Metamath Proof Explorer


Theorem tskpwss

Description: First axiom of a Tarski class. The subsets of an element of a Tarski class belong to the class. (Contributed by FL, 30-Dec-2010) (Proof shortened by Mario Carneiro, 20-Sep-2014)

Ref Expression
Assertion tskpwss
|- ( ( T e. Tarski /\ A e. T ) -> ~P A C_ T )

Proof

Step Hyp Ref Expression
1 eltskg
 |-  ( T e. Tarski -> ( T e. Tarski <-> ( A. x e. T ( ~P x C_ T /\ E. y e.
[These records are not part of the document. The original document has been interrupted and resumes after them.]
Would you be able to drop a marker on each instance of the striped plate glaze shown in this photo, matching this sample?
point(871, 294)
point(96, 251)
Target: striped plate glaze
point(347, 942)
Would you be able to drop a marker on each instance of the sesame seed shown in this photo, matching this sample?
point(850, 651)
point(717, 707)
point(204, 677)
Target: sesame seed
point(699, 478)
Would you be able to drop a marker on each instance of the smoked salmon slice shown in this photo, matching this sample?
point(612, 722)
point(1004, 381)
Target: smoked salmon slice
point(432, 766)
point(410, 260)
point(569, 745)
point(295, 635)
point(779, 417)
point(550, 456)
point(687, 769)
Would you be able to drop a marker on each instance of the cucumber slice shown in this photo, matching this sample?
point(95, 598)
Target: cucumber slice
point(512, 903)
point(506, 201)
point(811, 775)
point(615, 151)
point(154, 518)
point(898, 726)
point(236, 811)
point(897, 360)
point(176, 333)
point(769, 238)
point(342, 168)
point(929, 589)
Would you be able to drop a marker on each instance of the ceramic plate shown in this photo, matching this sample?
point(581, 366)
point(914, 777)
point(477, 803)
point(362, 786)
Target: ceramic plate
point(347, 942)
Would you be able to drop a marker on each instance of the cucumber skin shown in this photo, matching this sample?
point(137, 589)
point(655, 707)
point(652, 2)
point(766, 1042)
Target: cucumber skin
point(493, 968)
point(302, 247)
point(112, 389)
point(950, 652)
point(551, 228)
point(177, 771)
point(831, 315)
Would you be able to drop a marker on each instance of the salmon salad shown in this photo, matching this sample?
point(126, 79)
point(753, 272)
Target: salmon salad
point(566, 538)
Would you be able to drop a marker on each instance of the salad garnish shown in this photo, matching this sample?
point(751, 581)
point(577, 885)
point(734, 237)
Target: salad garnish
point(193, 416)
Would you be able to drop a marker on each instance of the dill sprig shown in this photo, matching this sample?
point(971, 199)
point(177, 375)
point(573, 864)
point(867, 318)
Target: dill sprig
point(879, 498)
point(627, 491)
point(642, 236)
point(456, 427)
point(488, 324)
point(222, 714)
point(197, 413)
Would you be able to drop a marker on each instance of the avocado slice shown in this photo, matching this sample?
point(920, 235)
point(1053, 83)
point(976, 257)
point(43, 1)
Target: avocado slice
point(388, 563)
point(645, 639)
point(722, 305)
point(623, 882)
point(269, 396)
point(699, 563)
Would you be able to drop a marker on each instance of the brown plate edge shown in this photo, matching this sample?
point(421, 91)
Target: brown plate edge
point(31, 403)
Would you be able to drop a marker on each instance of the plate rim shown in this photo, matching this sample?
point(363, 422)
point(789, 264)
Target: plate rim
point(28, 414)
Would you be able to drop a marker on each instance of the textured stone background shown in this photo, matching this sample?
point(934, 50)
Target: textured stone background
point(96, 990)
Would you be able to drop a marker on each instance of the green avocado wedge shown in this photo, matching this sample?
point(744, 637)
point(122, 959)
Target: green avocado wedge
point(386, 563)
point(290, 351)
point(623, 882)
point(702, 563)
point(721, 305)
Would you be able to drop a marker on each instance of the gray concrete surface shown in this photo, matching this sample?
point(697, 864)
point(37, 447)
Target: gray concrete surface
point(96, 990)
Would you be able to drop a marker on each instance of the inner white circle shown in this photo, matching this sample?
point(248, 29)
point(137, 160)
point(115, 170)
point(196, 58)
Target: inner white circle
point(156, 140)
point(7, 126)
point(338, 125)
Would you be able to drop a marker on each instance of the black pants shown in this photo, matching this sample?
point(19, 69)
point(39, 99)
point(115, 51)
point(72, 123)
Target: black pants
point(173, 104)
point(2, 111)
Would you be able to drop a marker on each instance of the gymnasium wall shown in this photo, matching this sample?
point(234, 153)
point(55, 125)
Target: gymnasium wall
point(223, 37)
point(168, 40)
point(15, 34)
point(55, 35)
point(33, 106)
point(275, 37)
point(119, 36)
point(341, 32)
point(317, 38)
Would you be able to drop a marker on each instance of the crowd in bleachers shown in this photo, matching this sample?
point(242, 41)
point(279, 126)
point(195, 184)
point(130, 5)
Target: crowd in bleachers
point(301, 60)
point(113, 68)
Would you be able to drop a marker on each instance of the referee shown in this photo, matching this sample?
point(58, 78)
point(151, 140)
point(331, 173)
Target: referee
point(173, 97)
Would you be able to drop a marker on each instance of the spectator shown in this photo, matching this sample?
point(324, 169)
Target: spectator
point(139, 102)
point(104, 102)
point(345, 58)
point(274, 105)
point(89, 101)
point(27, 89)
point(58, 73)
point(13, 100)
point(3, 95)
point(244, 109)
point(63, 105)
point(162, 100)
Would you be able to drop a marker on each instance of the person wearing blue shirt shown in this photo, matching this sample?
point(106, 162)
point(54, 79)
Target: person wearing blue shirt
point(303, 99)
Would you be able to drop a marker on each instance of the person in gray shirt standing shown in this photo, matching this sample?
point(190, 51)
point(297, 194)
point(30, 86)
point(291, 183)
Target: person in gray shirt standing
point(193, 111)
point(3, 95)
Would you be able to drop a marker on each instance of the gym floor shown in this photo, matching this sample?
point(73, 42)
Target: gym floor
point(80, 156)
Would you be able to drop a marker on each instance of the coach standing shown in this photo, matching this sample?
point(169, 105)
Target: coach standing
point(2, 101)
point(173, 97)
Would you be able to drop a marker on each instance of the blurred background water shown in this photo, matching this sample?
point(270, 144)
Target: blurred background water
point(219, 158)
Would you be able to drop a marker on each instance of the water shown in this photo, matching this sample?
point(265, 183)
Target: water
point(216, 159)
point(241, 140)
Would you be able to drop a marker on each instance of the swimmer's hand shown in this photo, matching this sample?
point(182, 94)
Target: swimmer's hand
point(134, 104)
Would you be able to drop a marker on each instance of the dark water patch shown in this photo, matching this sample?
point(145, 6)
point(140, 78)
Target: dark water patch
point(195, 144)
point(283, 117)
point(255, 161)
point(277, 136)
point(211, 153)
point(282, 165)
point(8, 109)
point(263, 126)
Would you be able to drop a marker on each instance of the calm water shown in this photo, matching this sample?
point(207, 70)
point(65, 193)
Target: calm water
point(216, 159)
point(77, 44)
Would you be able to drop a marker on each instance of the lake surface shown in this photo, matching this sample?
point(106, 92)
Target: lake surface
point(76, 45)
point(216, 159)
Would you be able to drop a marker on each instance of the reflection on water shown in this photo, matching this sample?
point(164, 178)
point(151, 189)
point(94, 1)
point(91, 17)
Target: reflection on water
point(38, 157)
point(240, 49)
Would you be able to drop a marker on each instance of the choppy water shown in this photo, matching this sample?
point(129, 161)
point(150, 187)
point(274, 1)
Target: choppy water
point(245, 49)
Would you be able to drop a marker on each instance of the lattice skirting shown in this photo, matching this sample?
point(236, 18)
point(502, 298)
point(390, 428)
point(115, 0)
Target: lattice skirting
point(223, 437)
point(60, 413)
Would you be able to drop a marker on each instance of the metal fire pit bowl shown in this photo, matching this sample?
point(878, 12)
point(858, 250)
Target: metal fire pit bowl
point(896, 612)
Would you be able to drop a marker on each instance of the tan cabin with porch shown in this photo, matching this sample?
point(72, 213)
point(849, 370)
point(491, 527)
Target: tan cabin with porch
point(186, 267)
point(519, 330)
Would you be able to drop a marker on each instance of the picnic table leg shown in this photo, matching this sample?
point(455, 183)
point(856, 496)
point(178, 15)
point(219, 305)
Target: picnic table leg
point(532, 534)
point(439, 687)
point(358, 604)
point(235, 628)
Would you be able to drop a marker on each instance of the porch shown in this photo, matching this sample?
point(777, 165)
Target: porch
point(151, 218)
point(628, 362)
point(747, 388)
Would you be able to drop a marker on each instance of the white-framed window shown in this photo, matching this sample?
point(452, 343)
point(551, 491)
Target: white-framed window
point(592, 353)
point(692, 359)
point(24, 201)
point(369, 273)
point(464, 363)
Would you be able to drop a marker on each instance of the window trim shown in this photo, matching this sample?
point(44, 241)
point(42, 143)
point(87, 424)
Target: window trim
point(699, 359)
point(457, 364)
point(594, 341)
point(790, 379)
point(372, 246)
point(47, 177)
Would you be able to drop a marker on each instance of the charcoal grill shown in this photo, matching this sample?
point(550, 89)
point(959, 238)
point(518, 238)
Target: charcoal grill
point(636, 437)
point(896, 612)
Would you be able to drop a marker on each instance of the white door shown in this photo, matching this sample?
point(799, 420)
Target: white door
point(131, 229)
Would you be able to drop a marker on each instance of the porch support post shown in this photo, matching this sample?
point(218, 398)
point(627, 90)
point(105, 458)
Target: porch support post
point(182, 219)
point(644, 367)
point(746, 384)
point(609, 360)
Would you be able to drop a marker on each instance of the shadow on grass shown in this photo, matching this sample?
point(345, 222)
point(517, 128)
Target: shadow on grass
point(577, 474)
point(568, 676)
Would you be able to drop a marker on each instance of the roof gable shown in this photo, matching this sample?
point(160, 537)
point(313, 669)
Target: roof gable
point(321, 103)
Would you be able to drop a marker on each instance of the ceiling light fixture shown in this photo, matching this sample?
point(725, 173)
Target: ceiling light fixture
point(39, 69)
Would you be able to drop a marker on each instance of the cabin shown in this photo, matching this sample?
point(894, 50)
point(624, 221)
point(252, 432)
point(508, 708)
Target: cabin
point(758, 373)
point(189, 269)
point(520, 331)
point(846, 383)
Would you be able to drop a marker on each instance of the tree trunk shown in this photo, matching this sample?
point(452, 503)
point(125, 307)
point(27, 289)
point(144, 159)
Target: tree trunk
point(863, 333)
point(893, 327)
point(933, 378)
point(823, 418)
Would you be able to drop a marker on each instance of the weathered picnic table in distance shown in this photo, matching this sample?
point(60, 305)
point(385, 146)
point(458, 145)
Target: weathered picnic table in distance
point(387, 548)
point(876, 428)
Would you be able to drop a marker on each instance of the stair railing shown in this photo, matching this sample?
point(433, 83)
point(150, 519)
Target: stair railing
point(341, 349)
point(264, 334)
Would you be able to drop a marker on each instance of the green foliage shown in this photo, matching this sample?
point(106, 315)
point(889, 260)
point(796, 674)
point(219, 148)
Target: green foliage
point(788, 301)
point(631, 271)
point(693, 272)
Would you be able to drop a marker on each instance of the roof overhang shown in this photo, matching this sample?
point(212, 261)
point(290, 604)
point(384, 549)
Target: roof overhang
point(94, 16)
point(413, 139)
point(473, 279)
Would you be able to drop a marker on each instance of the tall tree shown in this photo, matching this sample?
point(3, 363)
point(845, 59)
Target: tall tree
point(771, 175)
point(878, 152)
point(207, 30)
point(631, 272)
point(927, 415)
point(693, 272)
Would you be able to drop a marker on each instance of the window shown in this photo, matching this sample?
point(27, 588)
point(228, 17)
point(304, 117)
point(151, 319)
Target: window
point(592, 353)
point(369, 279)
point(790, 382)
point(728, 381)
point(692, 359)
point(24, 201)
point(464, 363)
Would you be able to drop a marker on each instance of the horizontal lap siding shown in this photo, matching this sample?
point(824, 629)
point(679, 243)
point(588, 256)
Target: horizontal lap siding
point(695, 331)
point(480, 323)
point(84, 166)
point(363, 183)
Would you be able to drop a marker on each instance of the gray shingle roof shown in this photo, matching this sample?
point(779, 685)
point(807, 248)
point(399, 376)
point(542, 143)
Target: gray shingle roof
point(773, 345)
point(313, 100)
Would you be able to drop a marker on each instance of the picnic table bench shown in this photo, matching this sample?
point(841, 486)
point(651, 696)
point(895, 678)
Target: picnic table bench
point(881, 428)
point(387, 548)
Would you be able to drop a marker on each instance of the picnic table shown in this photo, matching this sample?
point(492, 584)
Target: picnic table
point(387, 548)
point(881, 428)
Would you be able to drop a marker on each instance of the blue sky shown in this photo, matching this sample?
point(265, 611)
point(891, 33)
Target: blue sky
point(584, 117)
T ~P x C_ y ) /\ A. x e. ~P T ( x ~~ T \/ x e. T ) ) ) )
2 1 ibi
 |-  ( T e. Tarski -> ( A. x e. T ( ~P x C_ T /\ E. y e. T ~P x C_ y ) /\ A. x e. ~P T ( x ~~ T \/ x e. T ) ) )
3 2 simpld
 |-  ( T e. Tarski -> A. x e. T ( ~P x C_ T /\ E. y e. T ~P x C_ y ) )
4 simpl
 |-  ( ( ~P x C_ T /\ E. y e. T ~P x C_ y ) -> ~P x C_ T )
5 4 ralimi
 |-  ( A. x e. T ( ~P x C_ T /\ E. y e. T ~P x C_ y ) -> A. x e. T ~P x C_ T )
6 3 5 syl
 |-  ( T e. Tarski -> A. x e. T ~P x C_ T )
7 pweq
 |-  ( x = A -> ~P x = ~P A )
8 7 sseq1d
 |-  ( x = A -> ( ~P x C_ T <-> ~P A C_ T ) )
9 8 rspccva
 |-  ( ( A. x e. T ~P x C_ T /\ A e. T ) -> ~P A C_ T )
10 6 9 sylan
 |-  ( ( T e. Tarski /\ A e. T ) -> ~P A C_ T )